Researchers from David Karl‘s laboratory at UH Mānoa and from Professor Jens Nielsen‘s laboratory at Chalmers University of Technology in Göteborg, Sweden, have developed a computer model that takes into account hundreds of genes, chemical reactions and compounds required for the survival of Prochlorococcus, the most abundant photosynthetic microbe on the planet. They found that Prochlorococcus has made extensive alterations to its metabolism as a way to reduce its dependence on phosphorus, an element that is essential and often growth-limiting in the ocean.
Revolutionary developments in gene sequencing technology have allowed scientists to catalog and investigate the genetic diversity and metabolic capability of life on Earth — from E. coli bacteria to humans, and much in between. Ocean monitoring and advances in oceanographic sensors have enabled a more detailed look than ever before at the environmental conditions that are both the consequence of microbial activity and act as stressors on the growth of microbes in the ocean.

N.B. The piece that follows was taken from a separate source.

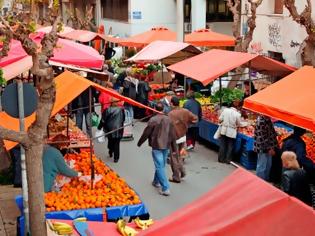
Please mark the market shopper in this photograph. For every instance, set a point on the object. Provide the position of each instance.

This new metabolic model represents a window to the inner workings that enable microbes to dominate Earth’s chemical and biological cycles, thrive in the harshest conditions and make the planet habitable — a black box, in a sense.
Microbes are known to employ three basic strategies to compete for limiting elemental resources: cell quotas may be adjusted, stressed cells may synthesize molecules to make more efficient use of available resources, and cells may access alternatives or more costly sources of the nutrient.

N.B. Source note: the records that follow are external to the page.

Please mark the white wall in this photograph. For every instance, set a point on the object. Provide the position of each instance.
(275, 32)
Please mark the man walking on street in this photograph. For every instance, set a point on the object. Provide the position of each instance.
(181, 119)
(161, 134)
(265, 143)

In the case of phosphorus, a limiting resource in vast oceanic regions, the cosmopolitan Prochlorococcus thrives by adopting all three strategies and a fourth, previously unknown strategy.
“By generating the first detailed model of metabolism for an ecologically important marine microbe, we found that Prochlorococcus has evolved a way to reduce its dependence on phosphate by minimizing the number of enzymes involved in phosphate transformations, thus relieving intracellular demands,” said John Casey, an oceanography doctoral candidate in the UHM School of Ocean and Earth Science and Technology and lead author of the recently published study.
Prochlorococcus has an extremely minimal genome. If it were to lose the function of any one metabolic gene, its survival would be nearly a coin toss. To their surprise, Casey and co-authors discovered that the world’s most abundant microbe has performed, through a process called “genome streamlining” — the concerted loss of frivolous genes over evolutionary time — a comprehensive redesign of the core metabolic pathways in response to the persistent limitation of phosphorus.
“The dramatic and widespread change in the metabolic network is really a shock,” said Casey. “However, we’re seeing that these changes provide a substantial growth advantage for this ubiquitous microbe in phosphorus-limited regions of the ocean, so it seems that where there’s a will, there’s a way.”
The computer model is built from an enormous library of genetic data compiled from researchers around the world, and the results are validated with data from numerous laboratory culture experiments and field studies.
“We’re interested in the underlying principles guiding metabolism and physiology in marine microbes, and that is going to require a deep understanding of not only the 1-dimensional genetic code, but also the 4-dimensional product it codes for,” said Casey. “So we’re looking to a systems-level approach to incorporate a great variety of physiological and ‘omics studies all in one computational structure, with the hope that we can start to learn from the design and interactions of these complex systems.”
In the future, the researchers plan to expand the model to include more representatives of the marine microbial community and to look deeper into micro-diversity within the Prochloroccocus genus.
“This will allow us to simulate marine microbial community metabolism at an unprecedented level of detail; embedding these fine-scale simulations within global ocean circulation models promises to deliver insights into how microbial assemblages interact with their environment and amongst each other,” said Casey.